Republican vice presidential candidate, Rep. Paul Ryan, R-Wis., poses for pictures with supporters.

Republican vice presidential candidate, Rep. Paul Ryan, R-Wis., poses for pictures with supporters. Mary Altaffer/AP

The state of the Paul Ryan brand coming into the debate

Thursday night will serve as a national debut for the chairman of the House Budget Committee.

When Mitt Romney picked Rep. Paul Ryan, R-Wis., as his running mate in early August, both conservatives and liberals rejoiced.

Finally, the two parties thought: Here’s a chance to boost or tarnish Ryan’s brand of conservatism—an ideology well-known inside Washington but which not yet been litigated on the national stage.

But the Ryan brand has neither suffered nor soared in recent weeks. His selection did not give Romney an immediate boost in the polls, though it did thrill the base.

Nor has it proven itself as the silver bullet the Democrats crave to win tight congressional races. Democrats have long hoped that tying Romney to the Ryan budget and its proposed changes in Medicare would be enough to woo voters in key states. No one will know that until Election Day.

Instead, the biggest change for Ryan has simply been more exposure. “Clearly, it has given him a dramatic boost in name ID, but firm opinions of him have yet to be formed nationally,” says Whit Ayres, a Republican pollster and president of North Star Opinion Research.

Thursday night’s first and only vice presidential debate will serve as a national debut for the chairman of the House Budget Committee, who is one of the key architects of Republican policies in Congress. It will give him the chance to portray himself as the policy wonk he’s known as in conservative circles, or cast himself as a tough political tactician, ready for a bigger stage.

“Ryan has the opportunity to move the needle positively or negatively with the debate, but there is still not an insignificant majority of voters who don’t know who he is,” says Carroll Dougherty, an associate director at the Pew Research Center.

Voters who do know about Ryan remain divided, just as they have been since he was first selected by Romney as his running mate. A new poll from the Pew center, released on Wednesday, showed that 44 percent of voters viewed Ryan favorably while 40 percent held a negative view of him.

That pretty even split remains unchanged since late August, when voters polled by Pew expressed mixed views by describing Ryan with a combination of compliments and insults such as intelligent, good, energetic, honest, versus idiot, extreme, phony, scary.

This divided reaction comes partly from the role Ryan has played on the campaign trail. He has largely tucked away his PowerPoint presentations and facts and figures about Medicare to play the attack dog for Romney.
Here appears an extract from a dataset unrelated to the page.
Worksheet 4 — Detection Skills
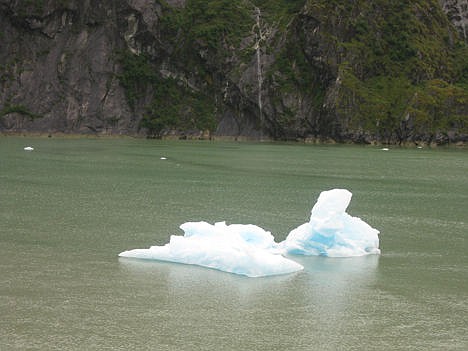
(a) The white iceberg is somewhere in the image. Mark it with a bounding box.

That’s the more traditional role for the No. 2 on the national ticket but a departure for those accustomed to Ryan’s vocal persona on Capitol Hill. (Romney advisers and those close to the campaign are quick to point out that Ryan is running on Romney’s economic plans and ideas, not his own.)

“The job of the vice presidential choice is to pick up the policy platform of the candidate,” says Douglas Holtz-Eakin, president of the conservative think tank, American Action Forum, and a former senior adviser to Sen. John McCain’s 2008 presidential bid. “It’s a misplaced hope on the part of conservatives that there would be tons of attention on Paul and his budget.”
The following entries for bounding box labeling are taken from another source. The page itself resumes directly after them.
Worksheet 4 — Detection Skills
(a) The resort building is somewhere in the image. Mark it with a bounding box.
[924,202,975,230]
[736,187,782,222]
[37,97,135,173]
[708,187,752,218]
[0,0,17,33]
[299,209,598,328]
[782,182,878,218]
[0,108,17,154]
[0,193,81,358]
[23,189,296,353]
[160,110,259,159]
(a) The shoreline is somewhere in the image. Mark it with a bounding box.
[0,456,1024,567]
Thursday night’s debate will be Ryan’s best chance in this cycle to receive national attention—and to showcase himself as a contender for a future presidential run, a fate that seems inevitable in talking to conservatives inside the beltway.

“The budget path Ryan has put forward will dominate conservative thinking for some time,” says Matthew Spalding, the vice president of the American Studies department at the Heritage Foundation. “The issues he has raised in this campaign will not go away.”

That has been the biggest boost to the Ryan brand since he joined the Republican presidential ticket. It has further cemented his role among the base as one of the top future leaders of the party, and his budget as a future blueprint for its policies. And, it will just as easily serve as the Democrats’ talking point against the Republican agenda once Ryan steps into the spotlight.

“He has come up with the best definition of this election from a Republican perspective,” Ayres added.

For now, the big change to the Ryan brand comes from within the wings of his own party and the way conservatives continue to embrace him despite being booed at a recent AARP rally, or the polling on Medicare that shows few Americans want the program changed. The conservatives love the Ryan brand and that’s here to stay, regardless of who wins the White House in November.